The scDGN model aims at reducing dimensionality for scRNA data with a kind taking care of the batch effects under supervised setting using conditional adversarial domain training.
- PyTorch
- NumPy
- Scipy
- tqdm
Architecture of scDGN. The network includes three modules: scRNA encoder (blue), label classifier (orange) and domain discriminator (red). Note that the red and orange networks use the same encoding as input. Solid lines represent the forward direction of the neural network while the dashed lines represent the backpropagation direction with the corresponding gradient it passes. Gradient Reversal Layers (GRL) have no effect in forward propagation, but flip the sign of the gradients that flow through them during backpropagation. This allows the combined network to simultaneously optimize label classification and attempt to "fool" the domain discriminator. Thus, the encoder leads to representations that are invariant to the different domains while still distinguishing cell types.

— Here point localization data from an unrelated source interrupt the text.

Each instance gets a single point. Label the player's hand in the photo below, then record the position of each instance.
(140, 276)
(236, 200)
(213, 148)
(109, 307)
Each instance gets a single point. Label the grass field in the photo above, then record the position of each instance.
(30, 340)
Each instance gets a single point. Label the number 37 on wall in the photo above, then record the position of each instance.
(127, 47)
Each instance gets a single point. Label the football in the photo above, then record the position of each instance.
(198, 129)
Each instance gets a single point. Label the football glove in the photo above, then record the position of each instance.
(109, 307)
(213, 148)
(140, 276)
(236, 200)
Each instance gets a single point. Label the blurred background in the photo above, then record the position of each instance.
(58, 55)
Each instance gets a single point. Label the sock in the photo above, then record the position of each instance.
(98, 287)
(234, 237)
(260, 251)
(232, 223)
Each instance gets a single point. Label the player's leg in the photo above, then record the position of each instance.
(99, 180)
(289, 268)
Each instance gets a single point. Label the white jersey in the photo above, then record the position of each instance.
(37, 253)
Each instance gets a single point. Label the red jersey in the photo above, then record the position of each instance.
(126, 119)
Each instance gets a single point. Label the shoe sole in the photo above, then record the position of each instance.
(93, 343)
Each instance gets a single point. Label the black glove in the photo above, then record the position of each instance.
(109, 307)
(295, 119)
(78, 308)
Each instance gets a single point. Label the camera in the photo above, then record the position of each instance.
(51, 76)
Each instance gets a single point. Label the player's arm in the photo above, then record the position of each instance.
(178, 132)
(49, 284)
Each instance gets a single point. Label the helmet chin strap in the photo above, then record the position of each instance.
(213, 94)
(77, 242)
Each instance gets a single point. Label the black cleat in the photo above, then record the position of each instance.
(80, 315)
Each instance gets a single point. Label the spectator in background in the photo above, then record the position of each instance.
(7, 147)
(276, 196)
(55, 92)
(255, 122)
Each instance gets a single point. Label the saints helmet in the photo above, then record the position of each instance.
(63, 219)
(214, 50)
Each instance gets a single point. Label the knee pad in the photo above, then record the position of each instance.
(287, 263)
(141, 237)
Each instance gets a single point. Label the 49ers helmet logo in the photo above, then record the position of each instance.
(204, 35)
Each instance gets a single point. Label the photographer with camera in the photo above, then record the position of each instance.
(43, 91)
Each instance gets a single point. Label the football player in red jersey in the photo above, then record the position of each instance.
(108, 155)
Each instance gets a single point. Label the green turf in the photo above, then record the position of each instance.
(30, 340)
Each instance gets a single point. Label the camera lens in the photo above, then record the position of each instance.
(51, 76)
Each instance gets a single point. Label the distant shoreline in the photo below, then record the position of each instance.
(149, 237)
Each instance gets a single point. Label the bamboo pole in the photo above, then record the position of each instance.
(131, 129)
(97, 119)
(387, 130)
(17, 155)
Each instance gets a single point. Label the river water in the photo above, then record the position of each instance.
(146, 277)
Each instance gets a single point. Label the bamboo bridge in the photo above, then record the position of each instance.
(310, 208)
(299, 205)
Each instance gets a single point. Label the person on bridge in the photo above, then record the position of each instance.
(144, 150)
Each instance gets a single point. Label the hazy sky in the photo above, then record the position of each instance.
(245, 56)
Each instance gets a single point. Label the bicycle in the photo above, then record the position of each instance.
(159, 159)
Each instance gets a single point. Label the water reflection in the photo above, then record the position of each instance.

First, create the enviroment with Anaconda. Installing Pytorch with the other versions of CUDA can be found at Pytorch document. Here PyTorch 1.0.1 and CUDA 9.0 are used:
git clone git@github.com:SongweiGe/scDGN.git
cd scDGN
mkdir scDGN/data scDGN/ckpts
conda create -n scDGN python=3.6
conda activate scDGN
conda install tqdm
conda install pytorch=1.0.1 cuda90 -c pytorch
Then download the content of scDGN/
folder from the link https://drive.google.com/drive/folders/1HUUT_g-uPHlLDnZS44CylH1i3DrawAsI?usp=sharing to directory scDGN/data/
.
Change the -o
to whatever you want to call. Also see run_scDGN.py to adjust hyper-parameters (for example, change l
to control the trade-off between domain invariance and classification accuracy, dn
indicates the name of dataset, m
represents margin in the contrastive loss, adv
indicates if we use scDGN or NN, use validation
to do hyperparameters selection with a validation set.).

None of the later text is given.